To answer your first question: For the case of supermarket customer data, I could image the following questions:
how many products X are usually sold on Fridays ?
(helps you to determine how many X you should have in stock)
which customers bought product X often in the last month/year ?
Useful when when you introduce a new X-like product: send advertising material (which has a given cost) only to those customers.
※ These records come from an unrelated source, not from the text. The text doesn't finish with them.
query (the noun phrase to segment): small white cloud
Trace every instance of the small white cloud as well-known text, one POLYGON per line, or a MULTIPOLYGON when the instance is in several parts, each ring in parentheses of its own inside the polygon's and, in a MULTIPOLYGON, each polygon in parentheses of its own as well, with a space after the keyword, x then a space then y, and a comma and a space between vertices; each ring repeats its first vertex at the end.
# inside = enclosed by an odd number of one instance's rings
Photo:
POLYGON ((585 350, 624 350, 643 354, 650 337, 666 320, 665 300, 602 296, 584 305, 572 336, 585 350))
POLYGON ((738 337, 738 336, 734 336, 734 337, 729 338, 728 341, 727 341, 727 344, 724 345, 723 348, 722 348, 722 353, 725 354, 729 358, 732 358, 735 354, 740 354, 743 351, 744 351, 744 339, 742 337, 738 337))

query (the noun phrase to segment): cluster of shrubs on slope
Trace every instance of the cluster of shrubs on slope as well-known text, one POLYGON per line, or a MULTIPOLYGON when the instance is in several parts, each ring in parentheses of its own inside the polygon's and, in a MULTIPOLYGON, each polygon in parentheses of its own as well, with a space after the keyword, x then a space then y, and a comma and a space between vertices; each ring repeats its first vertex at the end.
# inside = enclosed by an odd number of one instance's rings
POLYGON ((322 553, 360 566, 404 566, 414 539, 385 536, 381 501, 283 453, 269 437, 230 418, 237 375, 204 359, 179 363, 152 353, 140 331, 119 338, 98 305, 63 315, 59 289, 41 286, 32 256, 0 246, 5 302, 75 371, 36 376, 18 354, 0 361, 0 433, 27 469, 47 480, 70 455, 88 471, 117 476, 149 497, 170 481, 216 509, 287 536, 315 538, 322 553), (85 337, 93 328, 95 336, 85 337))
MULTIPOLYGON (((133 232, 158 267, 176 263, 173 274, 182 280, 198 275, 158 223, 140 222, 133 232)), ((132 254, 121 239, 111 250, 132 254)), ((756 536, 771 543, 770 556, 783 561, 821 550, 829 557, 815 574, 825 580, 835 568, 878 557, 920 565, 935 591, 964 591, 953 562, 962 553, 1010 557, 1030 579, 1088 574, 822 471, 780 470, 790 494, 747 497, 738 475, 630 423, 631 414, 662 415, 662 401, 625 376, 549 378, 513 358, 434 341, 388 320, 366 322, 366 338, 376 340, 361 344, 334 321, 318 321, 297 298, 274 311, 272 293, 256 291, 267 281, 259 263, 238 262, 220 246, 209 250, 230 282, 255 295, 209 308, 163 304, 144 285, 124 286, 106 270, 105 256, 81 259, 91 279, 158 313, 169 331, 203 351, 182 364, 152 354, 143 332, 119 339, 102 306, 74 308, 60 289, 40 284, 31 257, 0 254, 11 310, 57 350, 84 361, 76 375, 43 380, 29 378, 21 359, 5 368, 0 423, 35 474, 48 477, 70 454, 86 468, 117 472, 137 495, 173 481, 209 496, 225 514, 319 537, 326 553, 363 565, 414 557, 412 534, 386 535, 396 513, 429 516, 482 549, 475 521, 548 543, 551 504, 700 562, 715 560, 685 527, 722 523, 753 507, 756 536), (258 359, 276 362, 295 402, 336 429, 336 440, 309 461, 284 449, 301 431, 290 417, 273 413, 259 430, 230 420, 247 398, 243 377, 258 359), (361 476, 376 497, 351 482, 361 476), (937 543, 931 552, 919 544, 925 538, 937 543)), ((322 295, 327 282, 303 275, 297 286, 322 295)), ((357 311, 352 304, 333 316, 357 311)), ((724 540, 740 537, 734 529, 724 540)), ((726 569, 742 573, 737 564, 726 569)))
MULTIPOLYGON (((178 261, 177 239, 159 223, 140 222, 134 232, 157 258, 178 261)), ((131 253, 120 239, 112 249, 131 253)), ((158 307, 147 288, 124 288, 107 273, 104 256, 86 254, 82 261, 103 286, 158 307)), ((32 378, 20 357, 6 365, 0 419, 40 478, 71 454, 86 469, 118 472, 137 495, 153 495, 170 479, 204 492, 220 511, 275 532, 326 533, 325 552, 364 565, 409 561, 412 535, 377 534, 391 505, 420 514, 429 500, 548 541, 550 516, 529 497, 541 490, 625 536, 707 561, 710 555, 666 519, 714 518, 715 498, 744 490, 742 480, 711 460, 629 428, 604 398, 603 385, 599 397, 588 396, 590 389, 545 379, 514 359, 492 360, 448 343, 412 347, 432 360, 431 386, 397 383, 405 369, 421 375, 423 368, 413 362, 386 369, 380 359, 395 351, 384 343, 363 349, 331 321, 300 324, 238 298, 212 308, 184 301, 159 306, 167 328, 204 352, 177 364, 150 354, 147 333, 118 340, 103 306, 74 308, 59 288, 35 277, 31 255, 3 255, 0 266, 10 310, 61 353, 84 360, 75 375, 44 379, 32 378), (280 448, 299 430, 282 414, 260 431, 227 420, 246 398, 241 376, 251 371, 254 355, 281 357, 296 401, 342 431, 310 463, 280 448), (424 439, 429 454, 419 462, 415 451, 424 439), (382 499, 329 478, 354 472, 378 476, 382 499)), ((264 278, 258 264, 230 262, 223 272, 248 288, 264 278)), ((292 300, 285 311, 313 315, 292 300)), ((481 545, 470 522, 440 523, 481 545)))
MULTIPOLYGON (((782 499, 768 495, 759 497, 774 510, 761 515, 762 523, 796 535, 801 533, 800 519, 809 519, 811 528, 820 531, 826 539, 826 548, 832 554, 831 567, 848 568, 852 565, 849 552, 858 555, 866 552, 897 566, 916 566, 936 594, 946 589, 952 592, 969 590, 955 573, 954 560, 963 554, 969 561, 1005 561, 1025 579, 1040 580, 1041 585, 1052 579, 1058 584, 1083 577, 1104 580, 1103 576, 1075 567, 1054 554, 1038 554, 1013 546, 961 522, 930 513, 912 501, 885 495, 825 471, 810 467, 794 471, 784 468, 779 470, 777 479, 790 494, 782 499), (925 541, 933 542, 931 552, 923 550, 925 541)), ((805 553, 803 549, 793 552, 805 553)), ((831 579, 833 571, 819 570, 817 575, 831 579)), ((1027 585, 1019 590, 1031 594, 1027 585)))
given a customer buys product X (e.g. beer) what's the probability that he/she also buys product Y (e.g. chips) ?
useful for the following: make sure X and Y never are on promotional offer at the same time (X and Y are bought together often). Get the customers into the store by offering a rebate on X knowing they'll also by Y at the same time. Or: put a high price X-like product right next to Y, putting the cheaper X somewhere else.
which neighborhoods have the smallest number of customers ?
helps to find out which neighborhoods you could target with advertising to bring more customers into the store.
Often, by 'asking certain questions to the data' one discovers some features and comes up with new questions.
Data mining is a set of techniques. It refers to discovering interesting and unexpected patterns in data.
If you want to apply some data mining techniques, you need to know which one and you should know why. The answer to questions 1, 2 and 3 depends on the techniques that you choose.
For example, if i want to find associations between items sold in a supermarket, i may use association rule mining. If i want to find groups of similar customers, I might use a clustering algorithm. etc.
There is not just ONE technique in data mining.